Teach me work that honours Thy work,
the true economies of goods and words,
to make my arts compatible
with the songs of local birds.
Teach me patience beyond work
and, beyond patience, the blest
Sabbath of Thy unresting love
which lights all things and gives rest.
Cold rain, the repose of late flowering lilies, leaves gathering on the ground, the cocoon of today’s coat, the one I haven’t worn since last winter—and it’s easy to sense the coming season of dormancy.
Weather still prescribes: familiar signs outlining a form, usually leaving us to fill it in. And through the day, it’s an item we contend with more than listen to.
Too often it’s an outside-object I either resent or ignore. Too often, I have not made myself available to the signals, or compatible to its primeval messengers. For this, one seems to need a discipline. Something like a Sabbath.

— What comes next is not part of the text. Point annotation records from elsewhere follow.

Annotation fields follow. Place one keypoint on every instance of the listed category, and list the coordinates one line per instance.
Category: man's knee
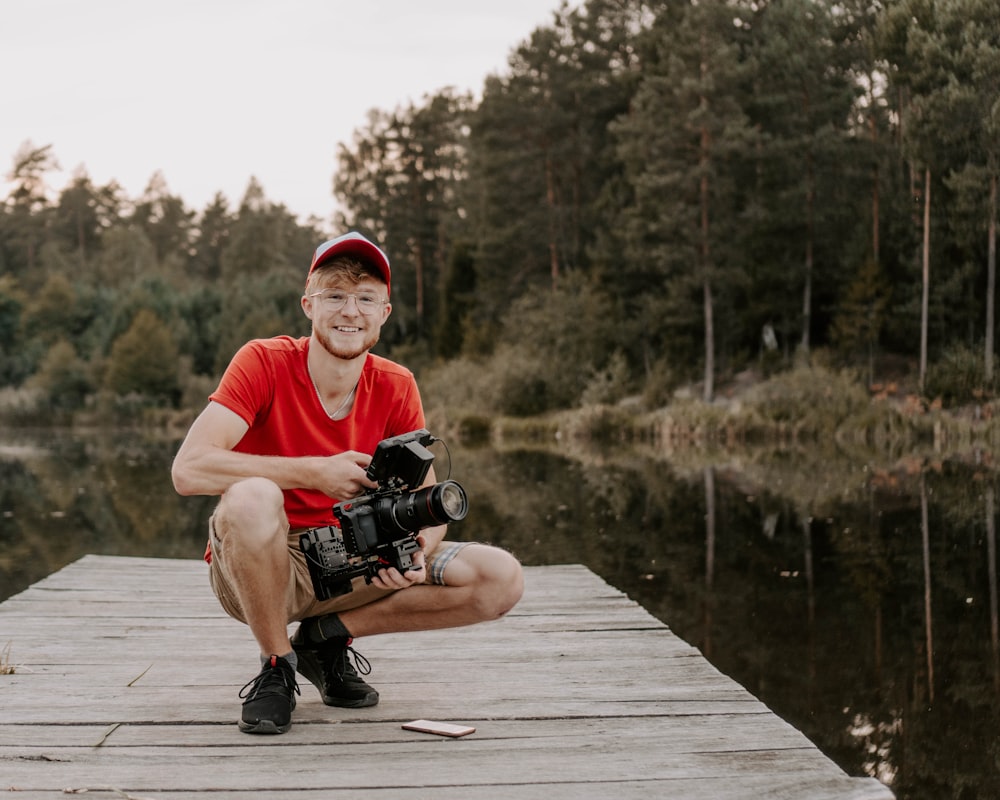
(499, 580)
(252, 510)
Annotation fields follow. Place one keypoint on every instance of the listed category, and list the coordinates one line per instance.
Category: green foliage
(63, 379)
(638, 193)
(798, 395)
(958, 377)
(143, 360)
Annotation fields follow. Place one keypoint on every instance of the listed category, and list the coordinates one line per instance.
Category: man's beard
(324, 337)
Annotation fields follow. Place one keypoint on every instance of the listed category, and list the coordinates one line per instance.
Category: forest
(652, 194)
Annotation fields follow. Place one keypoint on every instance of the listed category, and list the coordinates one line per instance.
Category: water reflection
(861, 605)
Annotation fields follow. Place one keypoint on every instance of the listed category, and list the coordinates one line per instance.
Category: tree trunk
(991, 276)
(925, 297)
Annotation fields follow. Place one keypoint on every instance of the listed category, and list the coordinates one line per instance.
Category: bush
(820, 395)
(958, 377)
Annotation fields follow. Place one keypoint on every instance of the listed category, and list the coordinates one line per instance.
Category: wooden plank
(129, 673)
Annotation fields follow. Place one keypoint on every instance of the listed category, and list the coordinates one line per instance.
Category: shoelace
(343, 664)
(267, 681)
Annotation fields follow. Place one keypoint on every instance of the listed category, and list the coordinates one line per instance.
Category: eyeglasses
(367, 302)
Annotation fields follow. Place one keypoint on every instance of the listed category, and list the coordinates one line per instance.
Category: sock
(291, 658)
(330, 627)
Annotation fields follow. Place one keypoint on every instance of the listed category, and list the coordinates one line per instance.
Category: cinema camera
(378, 529)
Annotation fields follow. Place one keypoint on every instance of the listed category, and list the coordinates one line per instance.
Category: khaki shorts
(301, 601)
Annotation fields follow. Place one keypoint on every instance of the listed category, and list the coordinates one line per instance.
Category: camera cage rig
(378, 529)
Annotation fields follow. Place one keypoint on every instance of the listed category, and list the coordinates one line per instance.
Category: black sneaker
(270, 698)
(326, 664)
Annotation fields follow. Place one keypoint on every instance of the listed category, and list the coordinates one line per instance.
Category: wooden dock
(127, 672)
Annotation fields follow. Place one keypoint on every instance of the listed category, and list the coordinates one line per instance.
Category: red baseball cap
(352, 244)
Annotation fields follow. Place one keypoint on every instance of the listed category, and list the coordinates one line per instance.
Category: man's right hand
(344, 475)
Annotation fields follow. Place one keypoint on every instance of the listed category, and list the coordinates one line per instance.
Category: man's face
(347, 317)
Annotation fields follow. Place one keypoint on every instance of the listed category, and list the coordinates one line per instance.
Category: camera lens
(434, 505)
(454, 503)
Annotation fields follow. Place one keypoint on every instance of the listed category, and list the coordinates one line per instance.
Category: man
(288, 433)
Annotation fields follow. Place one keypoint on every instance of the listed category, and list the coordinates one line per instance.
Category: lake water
(857, 601)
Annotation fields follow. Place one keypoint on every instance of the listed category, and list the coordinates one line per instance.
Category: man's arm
(207, 464)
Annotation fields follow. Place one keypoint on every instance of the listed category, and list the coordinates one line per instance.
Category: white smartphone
(440, 728)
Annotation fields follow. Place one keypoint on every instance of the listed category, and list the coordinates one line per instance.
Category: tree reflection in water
(860, 604)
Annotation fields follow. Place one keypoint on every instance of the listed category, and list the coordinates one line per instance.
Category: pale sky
(212, 92)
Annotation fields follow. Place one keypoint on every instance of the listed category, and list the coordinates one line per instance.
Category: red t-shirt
(267, 383)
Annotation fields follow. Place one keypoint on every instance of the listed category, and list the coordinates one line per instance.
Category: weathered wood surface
(127, 679)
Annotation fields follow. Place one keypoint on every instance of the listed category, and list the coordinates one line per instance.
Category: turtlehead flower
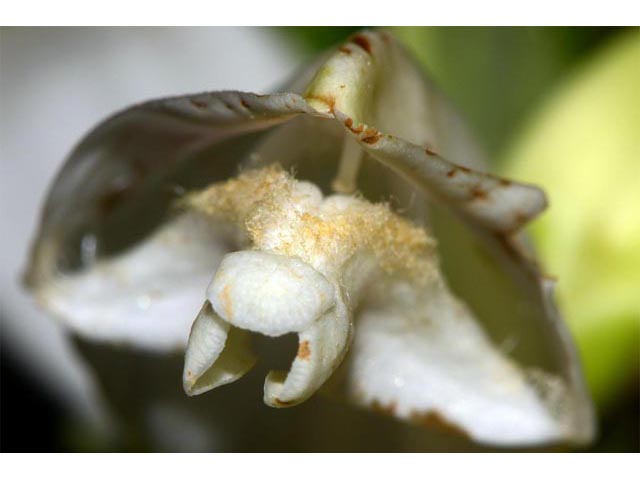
(355, 212)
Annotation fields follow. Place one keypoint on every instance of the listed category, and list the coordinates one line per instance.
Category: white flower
(407, 287)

I have friends who practice the Sabbath. They bookmark that weekly stretch of time as best they can, and rest—rest emphatically, intentionally. I imagine it, a mindful dormancy.
It’s a way too, I suspect, to be taught patience. At least to see the necessity of moving with patience, toward ourselves and with others, without which the rooms of our lives fill with flies.
And it’s a path, perhaps, for going beyond patience to a deeper rest—a place of mental rest and repose—that has no quarrel with recreation but simply waits for it to abate, so something can shine into the darkness, and the darkness may comprehend it.
Buried within us is a natural grace, a rhythm we once plainly shared with birds, grasses, leaves. A rhythm that keeps our antennae up to the tempo of moons, the songs of seasons, the liturgy of solstice. And keeps us in wonder at the impossibility of everything around us. The kind of wonder that plays on the porch of eternity, at the doorstep of Love.